Hier kommt der Insolvenzverwalter des Unternehmens, Josef Hingerl, ins Spiel. Er verklagte den Freistaat Bayern wegen Amtspflichtverletzung. Das Verbraucherschutzministerium hätte nicht pauschal vor allen Produkten der Metzgerei warnen dürfen, nur vor den Belasteten. Es sei dadurch mitverantwortlich für die Insolvenz. Deshalb fordert Hingerl knapp elf Millionen Euro vom Freistaat.
Es geht unter anderem darum, ob es zur Amtspflicht einer Behörde gehört, zu ermitteln, ob es auch Fleischprodukte gab, die unschädlich waren. Sieber hatte 2016 Produkte in der Verpackung nachpasteurisiert. Listerien sterben bei Temperaturen über 70 Grad ab.
Ein Streit durch die Instanzen
Das Landgericht München hatte die Klage des Insolvenzverwalters in erster Instanz abgewiesen. Insolvenzverwalter Hingerl ging in Berufung, das Oberlandesgericht München (OLG) gab ihm daraufhin teilweise Recht (externer Link).
Das Vorgehen des Verbraucherschutzministerium sei zwar prinzipiell richtig gewesen, allerdings nur für Produkte, in denen Listerien vorkommen könnten. Für nachpasteurisierte Fleischwaren stellten der Rückruf, die amtliche Warnung und das Produktionsverbot aber eine Amtspflichtverletzung dar. Das OLG befand: Für diese Produkte wäre eine Schadenersatzforderung seitens des Insolvenzverwalters gerechtfertigt.
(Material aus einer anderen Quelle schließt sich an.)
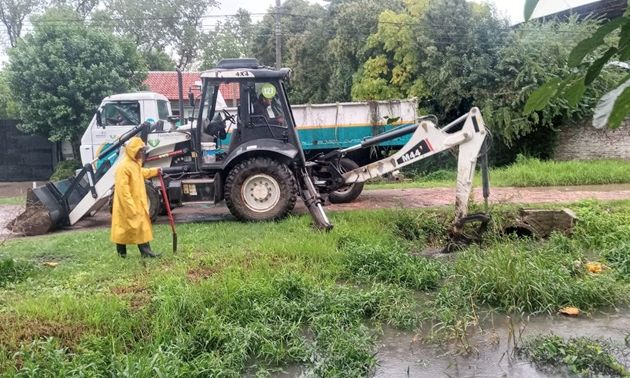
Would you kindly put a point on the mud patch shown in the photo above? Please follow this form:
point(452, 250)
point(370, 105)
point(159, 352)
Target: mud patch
point(138, 296)
point(7, 214)
point(15, 331)
point(35, 220)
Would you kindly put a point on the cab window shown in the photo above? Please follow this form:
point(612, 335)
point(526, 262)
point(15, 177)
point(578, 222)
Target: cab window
point(121, 113)
point(266, 108)
point(163, 112)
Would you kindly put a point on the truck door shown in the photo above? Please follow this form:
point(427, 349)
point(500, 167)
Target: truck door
point(117, 118)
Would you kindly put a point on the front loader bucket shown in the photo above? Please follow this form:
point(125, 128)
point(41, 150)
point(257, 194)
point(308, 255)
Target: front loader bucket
point(48, 207)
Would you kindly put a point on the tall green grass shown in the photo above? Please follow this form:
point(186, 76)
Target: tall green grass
point(531, 172)
point(259, 298)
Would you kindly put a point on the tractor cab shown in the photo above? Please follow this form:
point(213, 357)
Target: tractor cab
point(259, 119)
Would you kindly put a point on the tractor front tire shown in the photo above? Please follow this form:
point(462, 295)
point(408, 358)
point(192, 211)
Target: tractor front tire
point(260, 189)
point(347, 193)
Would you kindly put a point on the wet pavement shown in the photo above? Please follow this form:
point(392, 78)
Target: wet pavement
point(492, 355)
point(369, 199)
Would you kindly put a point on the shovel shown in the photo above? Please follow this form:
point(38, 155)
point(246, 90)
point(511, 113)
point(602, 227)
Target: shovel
point(168, 211)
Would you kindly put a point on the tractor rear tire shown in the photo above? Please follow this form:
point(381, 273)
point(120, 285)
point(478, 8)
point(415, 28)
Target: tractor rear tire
point(260, 189)
point(350, 192)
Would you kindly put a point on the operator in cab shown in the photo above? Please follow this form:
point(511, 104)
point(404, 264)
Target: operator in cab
point(263, 107)
point(131, 223)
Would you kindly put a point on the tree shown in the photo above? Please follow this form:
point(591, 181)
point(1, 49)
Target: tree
point(61, 72)
point(230, 39)
point(13, 13)
point(81, 7)
point(351, 23)
point(586, 62)
point(532, 54)
point(153, 25)
point(8, 108)
point(323, 46)
point(441, 51)
point(158, 60)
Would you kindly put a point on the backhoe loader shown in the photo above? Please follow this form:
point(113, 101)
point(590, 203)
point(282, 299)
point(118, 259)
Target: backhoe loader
point(263, 169)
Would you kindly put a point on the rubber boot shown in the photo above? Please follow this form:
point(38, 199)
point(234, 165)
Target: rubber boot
point(122, 250)
point(145, 251)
Nach der Urteilsverkündung im Januar 2023 kommentierte Andreas Meisterernst, Anwalt des Insolvenzverwalters, auf Anfrage der "Süddeutschen Zeitung", dass der Verbraucherschutz ein hohes Gut sei, aber auch für Behörden gäbe es "Regeln, die man einhalten muss".
Worüber der BGH entscheidet
Der Freistaat Bayern erwirkte nach dem OLG-Urteil eine Revision am Bundesgerichtshof in Karlsruhe. Anfang Dezember 2024 fand dort die mündliche Verhandlung statt. Der BGH muss abschließend klären, ob der Freistaat Bayern für die Insolvenz der Sieber GmbH haften muss.
Das Argument des BGH-Anwalts, der die Staatsregierung vertritt: Wegen der Dringlichkeit der Listeriose-Gefahr sei nicht ausreichend Zeit gewesen, um zu prüfen, ob es bei der Großmetzgerei auch unbedenkliche Produkte gegeben habe. Sein Gegenüber entgegnet ihm, man hätte nur im Unternehmen fragen müssen.
Im Gespräch mit dem Bayerischen Rundfunk erklärt Insolvenzverwalter Hingerl - selbst Rechtsanwalt - er vermute, dass die Richter in Karlsruhe das Verfahren zurück an das OLG in München verweisen. Es sei möglicherweise nicht eindeutig geklärt, ob das Verbraucherschutzministerium über eine Nachpasteurisierung von Fleischwaren habe Bescheid wissen können.
Es wäre aber auch möglich, dass der Freistaat sein Ziel beim BGH erreicht: Die Wiedereinsetzung des Urteils des Landgerichts München. Dieses Landgericht muss außerdem noch prüfen, wie hoch Schadenersatzansprüche ausfallen könnten, sollte der Freistaat (teilweise) für den Ruin der ehemaligen Traditionsmetzgerei Sieber haften.
💡 Was sind Listerien?
Listerien sind Bakterien, die beim Menschen schwere Infektionen auslösen können. Die Bakterien sind in der Umwelt, vor allem in der Landwirtschaft, weit verbreitet. Normalerweise werden sie durch Pasteurisierung vernichtet – aber nicht immer. Denn Listerien sind sehr anspruchslos. Sie überleben auch, wenn sie mit befallenen Lebensmitteln eingefroren werden.
Eine Listerien-Erkrankung äußert sich meist innerhalb von 14 Tagen nach Infektion mit Durchfall und Fieber. Vor allem für Schwangere, Senioren und Menschen mit geschwächtem Abwehrsystem kann sie gefährlich werden: Bei ihnen könnten sich schwerere Krankheitsverläufe mit Blutvergiftung und Hirnhautentzündung entwickeln.